まず、本文は〈一、序章:大いなる拒絶〉〈二、寝そべり主義者の「同行者」〉〈三、寝そべり主義者の苦境〉〈四、寝そべり主義者の盟友〉〈五、代替性自治区〉の5章から構成されている。
序章はこんな一文から始まる。
〈目の前で起きていることにうんざりして、首を横に振りながら吐き気を催している若者たちは、もうすでに寝そべっているのだ。彼らは険しい生活に打ちのめされてしまったと言うよりも、ただ生命の本能に従っているだけだと言った方がより正しいだろう。休息や睡眠、負傷、死に近い姿勢で、何もかもやり直したり、停滞させたりするのではなく、時間の秩序そのものを拒絶する状態に陥っているのだ。〉
そうして文章は「寝そべり主義」が中国であっという間に広がり、「哲学」にまで発展する中、寝そべり主義者たちへの糾弾が始まったことなど「寝そべり」をめぐる経緯も綴られる。しかし、寝そべり主義者はそんなものには屈しない。「四、寝そべり主義者の盟友」では、以下のように書かれる。

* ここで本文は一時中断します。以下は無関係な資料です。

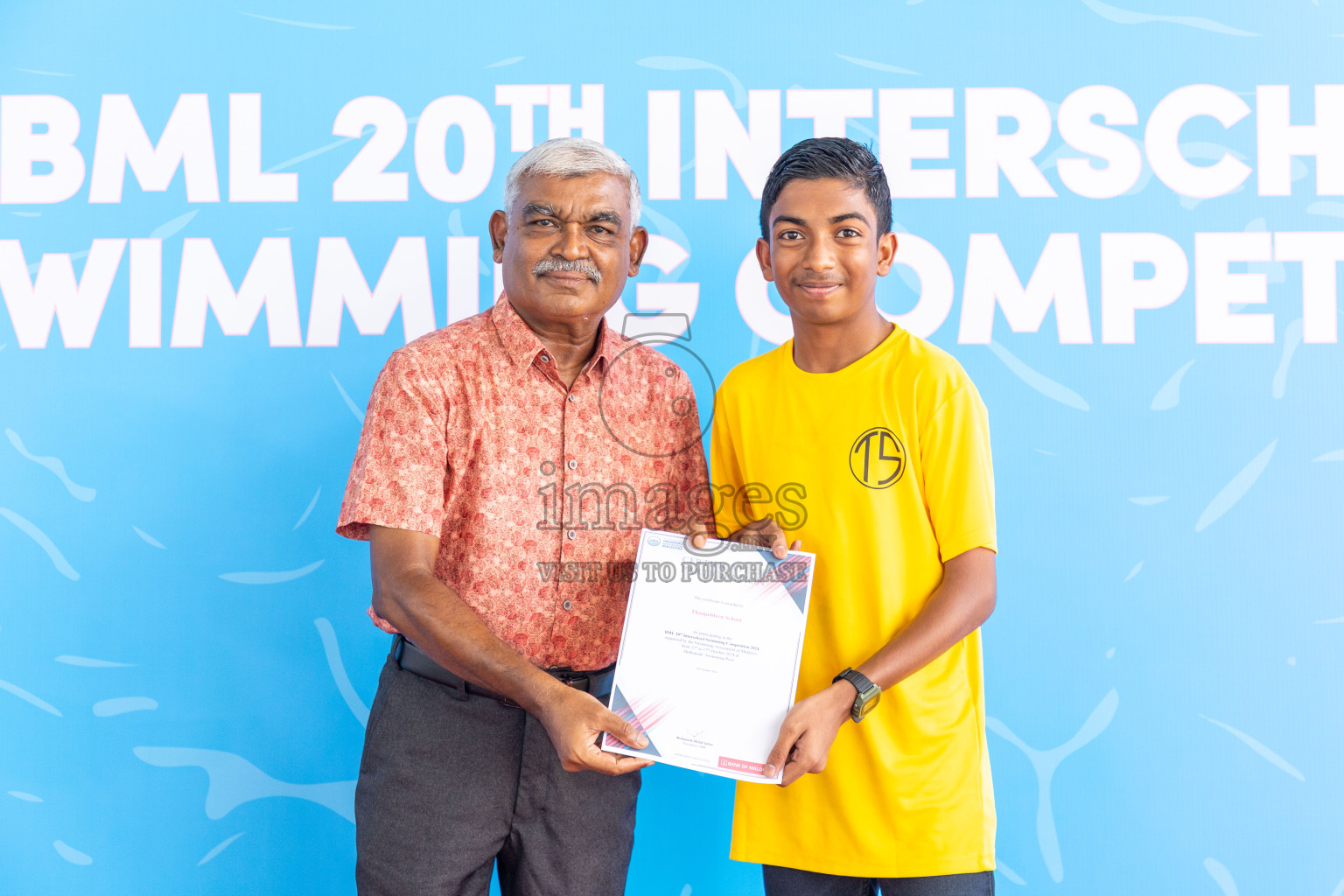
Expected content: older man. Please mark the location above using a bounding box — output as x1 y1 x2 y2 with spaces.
338 138 710 896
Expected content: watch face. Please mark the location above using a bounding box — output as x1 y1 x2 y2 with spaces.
853 688 882 720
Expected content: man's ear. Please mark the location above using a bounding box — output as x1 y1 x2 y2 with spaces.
878 231 897 276
757 236 774 284
489 209 508 263
626 227 649 276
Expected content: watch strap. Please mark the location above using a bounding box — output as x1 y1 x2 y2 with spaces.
830 668 882 721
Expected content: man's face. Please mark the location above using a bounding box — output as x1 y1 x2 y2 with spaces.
491 173 648 322
757 178 897 324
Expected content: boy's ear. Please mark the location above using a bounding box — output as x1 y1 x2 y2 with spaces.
876 231 897 276
757 238 774 284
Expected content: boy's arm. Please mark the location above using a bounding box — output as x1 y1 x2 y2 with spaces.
765 548 995 788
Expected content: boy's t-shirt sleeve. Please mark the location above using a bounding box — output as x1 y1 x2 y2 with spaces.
920 382 998 563
710 380 746 536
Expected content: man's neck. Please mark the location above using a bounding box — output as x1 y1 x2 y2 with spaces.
514 304 602 386
793 302 895 374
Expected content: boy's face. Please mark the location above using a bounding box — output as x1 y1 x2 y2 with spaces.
757 178 897 324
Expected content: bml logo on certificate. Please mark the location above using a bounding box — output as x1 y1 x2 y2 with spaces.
602 529 816 783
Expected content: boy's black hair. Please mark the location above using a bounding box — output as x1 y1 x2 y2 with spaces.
760 137 891 239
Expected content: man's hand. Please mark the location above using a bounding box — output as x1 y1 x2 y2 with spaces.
765 681 856 788
537 682 653 775
691 517 802 560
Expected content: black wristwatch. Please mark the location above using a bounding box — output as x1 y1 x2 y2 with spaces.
830 669 882 721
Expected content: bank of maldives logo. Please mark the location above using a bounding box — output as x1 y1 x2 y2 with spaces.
850 426 906 489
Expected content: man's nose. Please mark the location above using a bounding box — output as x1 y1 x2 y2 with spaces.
555 223 589 259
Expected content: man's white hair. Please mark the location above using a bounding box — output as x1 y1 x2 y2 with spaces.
504 137 640 228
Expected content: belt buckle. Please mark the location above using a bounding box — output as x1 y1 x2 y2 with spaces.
546 666 592 690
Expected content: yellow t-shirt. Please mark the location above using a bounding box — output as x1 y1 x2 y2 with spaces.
711 328 996 878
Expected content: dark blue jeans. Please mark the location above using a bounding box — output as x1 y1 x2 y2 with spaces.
763 865 995 896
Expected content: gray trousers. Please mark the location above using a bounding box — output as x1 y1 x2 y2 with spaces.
355 660 640 896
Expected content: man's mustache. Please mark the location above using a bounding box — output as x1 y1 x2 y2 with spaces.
532 258 602 284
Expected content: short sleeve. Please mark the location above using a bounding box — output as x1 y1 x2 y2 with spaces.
672 372 714 525
920 383 998 563
336 349 449 540
710 380 746 535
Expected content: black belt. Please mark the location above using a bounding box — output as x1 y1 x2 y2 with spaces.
393 634 615 707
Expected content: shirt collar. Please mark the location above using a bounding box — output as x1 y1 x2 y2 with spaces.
491 293 622 369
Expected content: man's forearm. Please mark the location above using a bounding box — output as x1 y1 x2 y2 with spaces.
374 570 564 715
854 548 995 693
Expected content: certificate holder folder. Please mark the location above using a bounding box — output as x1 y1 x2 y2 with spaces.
602 529 816 783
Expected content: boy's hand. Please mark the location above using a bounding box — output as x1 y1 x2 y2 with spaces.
765 681 856 788
691 517 802 560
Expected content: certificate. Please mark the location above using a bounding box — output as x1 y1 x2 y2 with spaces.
602 529 816 783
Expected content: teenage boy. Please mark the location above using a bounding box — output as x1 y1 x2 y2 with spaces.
711 137 996 896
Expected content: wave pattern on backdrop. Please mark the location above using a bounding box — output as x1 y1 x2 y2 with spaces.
0 0 1344 896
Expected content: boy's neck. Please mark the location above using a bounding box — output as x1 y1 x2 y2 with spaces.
793 302 895 374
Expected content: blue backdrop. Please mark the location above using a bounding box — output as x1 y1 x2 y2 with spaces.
0 0 1344 896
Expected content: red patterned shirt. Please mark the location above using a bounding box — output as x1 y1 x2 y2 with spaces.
336 297 712 669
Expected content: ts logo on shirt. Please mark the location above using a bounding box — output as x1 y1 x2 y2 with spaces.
850 426 906 489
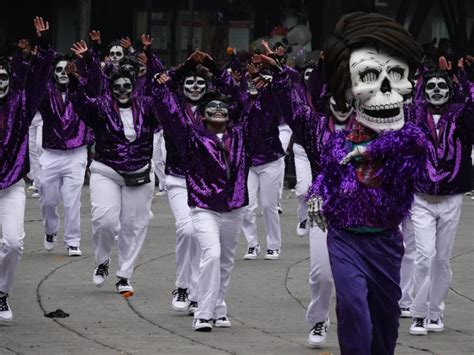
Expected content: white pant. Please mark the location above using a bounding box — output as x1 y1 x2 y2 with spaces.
278 124 292 200
242 158 284 250
399 216 416 308
90 161 155 278
28 112 43 187
191 208 244 319
166 175 201 301
293 144 312 222
306 226 334 325
0 180 26 293
39 146 87 247
411 194 462 319
153 130 166 190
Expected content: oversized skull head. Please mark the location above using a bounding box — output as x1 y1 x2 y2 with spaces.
0 67 10 99
303 67 314 85
329 96 354 123
425 77 451 106
204 100 229 123
53 60 69 85
349 47 412 132
112 76 133 104
183 75 207 102
109 46 125 65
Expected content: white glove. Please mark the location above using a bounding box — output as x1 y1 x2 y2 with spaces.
306 196 327 232
339 145 367 165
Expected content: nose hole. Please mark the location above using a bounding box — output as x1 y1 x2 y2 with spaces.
380 78 392 93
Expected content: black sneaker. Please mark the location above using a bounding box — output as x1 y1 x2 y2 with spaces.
0 292 13 322
188 301 198 316
115 277 133 298
92 259 110 287
171 287 189 312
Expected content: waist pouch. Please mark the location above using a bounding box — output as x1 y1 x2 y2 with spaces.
117 164 151 186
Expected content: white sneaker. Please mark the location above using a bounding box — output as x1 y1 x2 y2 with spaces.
308 319 329 349
410 318 428 335
171 287 190 312
214 317 231 328
265 249 280 260
44 233 57 251
92 259 110 287
296 219 308 237
244 244 262 260
427 318 444 333
193 318 212 332
115 277 133 298
67 246 82 256
400 307 411 318
0 293 13 322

〈寝そべり主義はある社会階層とアイデンティティのコミュニティー間の決裂によって生じたものではなく、全ての労働者階級で生じたものである。(略)寝そべり主義は脅迫と服従を拒絶する人達を繋ぐ、男と女、肉体労働者と失業者、市民と農夫、遊牧民とごろつき、学生と知識人、異性愛者と同性愛者、その他のセクシャルマイノリティ、浮浪者と住宅ローンの負債者……これ以上に心の通じ合った穏やかなゼネストはあるだろうか?〉
同時に、寝そべり主義者は様々なものを「拒絶」する。それは例えば〈搾取と人間性剥奪の労働秩序を築くこと〉〈経済的略奪と文化的なジェノサイド〉〈高騰する家賃と住宅価格〉〈住宅ローンと利息を支払うこと〉などなどだ。中には〈父権制存続のための出産を拒絶する〉という一文もある。
締めの文章は〈我々は意図的に作られた貧しさのなかで互いに争うのをやめる時だ〉という一文から始まり、最後にはこう呼びかけられる。
〈全世界の寝そべり主義者よ、団結せよ!〉
さて、中国で起きていることは、当然日本にも通じる。この国にも、誰もが羨む生活をしている人もいれば、深夜の肉体労働に従事し、低賃金・不安定な生活から抜けられない人が多くいる。中国よりは緩やかと言っても、この30年ほどで開いたこの国の格差も凄まじい。20年の国税庁の調査によると、正社員の平均年収496万円に対し、非正規の平均年収は176万円。今や働く人の4割が非正規だ。
昨年末、上位1%の富裕層が世界の個人資産の4割を保有していることが大きなニュースとなった。が、日本国内だけを見ても、上位2%が個人資産の2割を保有すると言われている。一方で、コロナ以前の19年の「貯蓄ゼロ世帯」は単身世帯で実に38%。コロナ禍での失業・減収などで、貯蓄ゼロ世帯は現在さらに増えているだろう。が、富裕層はコロナ禍でますます豊かになっているというのが世界共通の現象だ。